京狩野3代目 狩野永納筆の襖絵や正暦寺の大自然を見渡す借景庭園、護摩堂が拝観できる。

 

福寿院の借景庭園では正暦寺の自然を借景として四季折々に美しい景観を堪能できる庭。

客殿の縁側に座り静かに庭を眺める贅沢な時間はゆっくりと流れる。

 

客殿から護摩堂へ続く渡り廊下からの景色も美しい。

 

「日本清酒発祥の地」と言われる場所のひとつ、正暦寺。

 

荘園で採れた米を使って僧達が「僧坊酒」を作るようになったことが始まりと言われる。

仕込みを3回に分けて行う「三段仕込み」や麹と掛米の両方に白米を使用する「諸白(もろはく)造り」、腐敗を防ぐための火入れ(加熱殺菌)作業を行うなど、近代醸造法の基礎となる酒造技術が確立された場所として有名である。
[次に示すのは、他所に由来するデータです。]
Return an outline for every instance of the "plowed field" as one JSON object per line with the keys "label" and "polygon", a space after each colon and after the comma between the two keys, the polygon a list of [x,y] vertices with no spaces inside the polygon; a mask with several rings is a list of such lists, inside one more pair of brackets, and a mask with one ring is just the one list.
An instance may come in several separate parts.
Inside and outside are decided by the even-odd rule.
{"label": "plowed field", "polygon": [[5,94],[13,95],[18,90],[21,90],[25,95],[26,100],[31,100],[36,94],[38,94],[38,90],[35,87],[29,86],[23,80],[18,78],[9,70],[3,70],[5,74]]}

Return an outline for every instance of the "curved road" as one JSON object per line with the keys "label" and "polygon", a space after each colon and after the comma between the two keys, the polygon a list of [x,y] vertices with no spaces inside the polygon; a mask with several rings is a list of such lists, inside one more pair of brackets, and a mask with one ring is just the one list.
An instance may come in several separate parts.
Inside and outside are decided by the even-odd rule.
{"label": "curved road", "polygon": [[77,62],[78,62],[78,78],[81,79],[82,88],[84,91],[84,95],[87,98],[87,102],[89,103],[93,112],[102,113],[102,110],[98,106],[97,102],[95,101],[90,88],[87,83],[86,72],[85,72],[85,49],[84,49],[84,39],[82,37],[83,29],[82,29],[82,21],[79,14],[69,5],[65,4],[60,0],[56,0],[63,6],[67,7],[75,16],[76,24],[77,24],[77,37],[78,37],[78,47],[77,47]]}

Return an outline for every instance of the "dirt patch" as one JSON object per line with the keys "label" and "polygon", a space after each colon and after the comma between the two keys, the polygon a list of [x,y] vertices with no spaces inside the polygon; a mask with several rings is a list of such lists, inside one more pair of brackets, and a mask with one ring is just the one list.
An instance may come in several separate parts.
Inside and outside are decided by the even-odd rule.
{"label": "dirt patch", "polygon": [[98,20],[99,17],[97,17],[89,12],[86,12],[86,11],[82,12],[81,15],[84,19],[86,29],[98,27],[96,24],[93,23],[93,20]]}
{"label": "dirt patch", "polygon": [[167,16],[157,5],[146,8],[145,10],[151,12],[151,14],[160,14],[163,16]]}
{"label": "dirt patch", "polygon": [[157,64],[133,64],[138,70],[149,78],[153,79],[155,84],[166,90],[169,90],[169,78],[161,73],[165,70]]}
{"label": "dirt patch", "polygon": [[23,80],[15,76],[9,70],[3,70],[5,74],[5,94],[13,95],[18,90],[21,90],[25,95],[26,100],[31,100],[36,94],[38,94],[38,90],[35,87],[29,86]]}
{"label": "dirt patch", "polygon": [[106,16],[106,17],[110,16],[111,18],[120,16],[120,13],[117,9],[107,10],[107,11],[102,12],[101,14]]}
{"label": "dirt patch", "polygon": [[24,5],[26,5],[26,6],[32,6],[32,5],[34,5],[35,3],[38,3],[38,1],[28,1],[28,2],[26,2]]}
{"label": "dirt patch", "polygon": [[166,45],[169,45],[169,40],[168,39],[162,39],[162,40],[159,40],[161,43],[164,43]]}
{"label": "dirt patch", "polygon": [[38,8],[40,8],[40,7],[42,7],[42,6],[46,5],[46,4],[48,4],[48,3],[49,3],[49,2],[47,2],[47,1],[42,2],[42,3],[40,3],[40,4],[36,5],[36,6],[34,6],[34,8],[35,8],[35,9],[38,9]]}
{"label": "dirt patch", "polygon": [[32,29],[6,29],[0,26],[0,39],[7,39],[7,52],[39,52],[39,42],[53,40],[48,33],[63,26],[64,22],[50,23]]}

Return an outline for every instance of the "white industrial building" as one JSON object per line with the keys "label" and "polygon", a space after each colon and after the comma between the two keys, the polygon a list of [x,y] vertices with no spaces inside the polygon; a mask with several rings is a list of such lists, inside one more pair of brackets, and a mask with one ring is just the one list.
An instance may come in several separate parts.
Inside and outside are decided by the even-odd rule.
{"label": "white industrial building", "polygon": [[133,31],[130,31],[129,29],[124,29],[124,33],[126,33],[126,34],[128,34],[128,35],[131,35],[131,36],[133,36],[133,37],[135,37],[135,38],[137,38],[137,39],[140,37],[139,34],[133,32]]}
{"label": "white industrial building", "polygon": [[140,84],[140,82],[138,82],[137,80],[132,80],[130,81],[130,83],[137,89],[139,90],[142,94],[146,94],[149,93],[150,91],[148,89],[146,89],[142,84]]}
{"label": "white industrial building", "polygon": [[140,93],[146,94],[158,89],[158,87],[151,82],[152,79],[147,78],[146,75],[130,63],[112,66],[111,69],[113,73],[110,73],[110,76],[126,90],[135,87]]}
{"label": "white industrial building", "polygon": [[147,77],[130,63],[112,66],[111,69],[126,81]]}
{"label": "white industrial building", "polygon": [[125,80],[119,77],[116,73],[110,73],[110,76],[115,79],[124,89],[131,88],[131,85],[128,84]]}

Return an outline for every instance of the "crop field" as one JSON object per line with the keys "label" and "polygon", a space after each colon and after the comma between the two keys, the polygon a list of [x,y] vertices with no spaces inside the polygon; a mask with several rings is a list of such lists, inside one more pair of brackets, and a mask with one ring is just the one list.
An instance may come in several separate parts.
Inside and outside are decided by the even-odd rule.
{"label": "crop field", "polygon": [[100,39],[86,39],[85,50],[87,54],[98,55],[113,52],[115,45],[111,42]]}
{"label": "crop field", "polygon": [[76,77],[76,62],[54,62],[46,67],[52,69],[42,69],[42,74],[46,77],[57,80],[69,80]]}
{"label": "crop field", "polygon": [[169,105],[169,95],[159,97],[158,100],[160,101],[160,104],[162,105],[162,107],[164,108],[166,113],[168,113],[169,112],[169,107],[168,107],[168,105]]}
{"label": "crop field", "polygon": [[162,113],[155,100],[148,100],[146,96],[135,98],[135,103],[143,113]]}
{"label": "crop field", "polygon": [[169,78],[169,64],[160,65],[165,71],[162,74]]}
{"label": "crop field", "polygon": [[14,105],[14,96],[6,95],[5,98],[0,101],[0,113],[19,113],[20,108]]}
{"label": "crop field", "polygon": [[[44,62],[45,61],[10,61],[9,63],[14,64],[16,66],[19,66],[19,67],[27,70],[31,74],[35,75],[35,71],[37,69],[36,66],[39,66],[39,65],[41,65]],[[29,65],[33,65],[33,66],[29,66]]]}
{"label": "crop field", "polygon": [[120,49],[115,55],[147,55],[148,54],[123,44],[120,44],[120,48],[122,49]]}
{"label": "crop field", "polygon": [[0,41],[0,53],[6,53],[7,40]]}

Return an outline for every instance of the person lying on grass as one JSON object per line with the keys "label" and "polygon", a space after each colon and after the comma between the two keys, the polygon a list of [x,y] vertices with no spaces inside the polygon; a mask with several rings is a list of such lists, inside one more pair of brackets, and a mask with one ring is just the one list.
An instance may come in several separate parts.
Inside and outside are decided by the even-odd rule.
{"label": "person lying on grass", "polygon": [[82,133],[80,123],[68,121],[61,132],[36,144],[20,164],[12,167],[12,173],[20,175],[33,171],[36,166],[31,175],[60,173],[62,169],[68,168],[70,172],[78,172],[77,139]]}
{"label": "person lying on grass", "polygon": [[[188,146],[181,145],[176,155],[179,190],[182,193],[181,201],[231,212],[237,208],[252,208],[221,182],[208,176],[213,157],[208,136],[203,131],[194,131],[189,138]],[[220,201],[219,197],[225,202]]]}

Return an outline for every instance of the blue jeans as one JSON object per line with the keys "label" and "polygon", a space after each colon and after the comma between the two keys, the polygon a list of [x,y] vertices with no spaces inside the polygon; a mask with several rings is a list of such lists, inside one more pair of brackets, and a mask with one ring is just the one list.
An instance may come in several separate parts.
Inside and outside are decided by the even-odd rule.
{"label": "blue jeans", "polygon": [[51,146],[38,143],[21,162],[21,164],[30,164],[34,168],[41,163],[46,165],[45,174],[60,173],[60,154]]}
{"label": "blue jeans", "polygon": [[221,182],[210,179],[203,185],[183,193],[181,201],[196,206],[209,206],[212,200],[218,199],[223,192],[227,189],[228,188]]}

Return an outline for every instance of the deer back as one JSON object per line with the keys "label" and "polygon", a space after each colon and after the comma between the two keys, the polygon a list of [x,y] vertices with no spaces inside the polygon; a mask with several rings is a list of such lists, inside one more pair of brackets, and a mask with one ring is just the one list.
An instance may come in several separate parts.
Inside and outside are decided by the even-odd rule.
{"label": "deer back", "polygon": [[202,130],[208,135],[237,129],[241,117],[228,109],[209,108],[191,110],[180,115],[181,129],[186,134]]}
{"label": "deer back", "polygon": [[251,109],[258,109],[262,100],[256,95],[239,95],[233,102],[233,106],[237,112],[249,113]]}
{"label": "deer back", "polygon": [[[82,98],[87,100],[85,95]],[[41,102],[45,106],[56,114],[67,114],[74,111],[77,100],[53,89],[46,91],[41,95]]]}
酒造りは今も行われており、正暦寺で仕込んだ酒母を用いて醸造した日本酒(菩提もと仕込み清酒)を福寿院で販売している。拝観の帰り際に日本清酒発祥の地のお酒を入手してみては。

 

正暦寺では春・秋・冬の年3回、本尊薬師如来倚像を一般公開する。令和元年の秋季特別公開は11月3日から12月1日まで。

駐車場は11月初旬から12月初旬の紅葉シーズンのみ有料となる。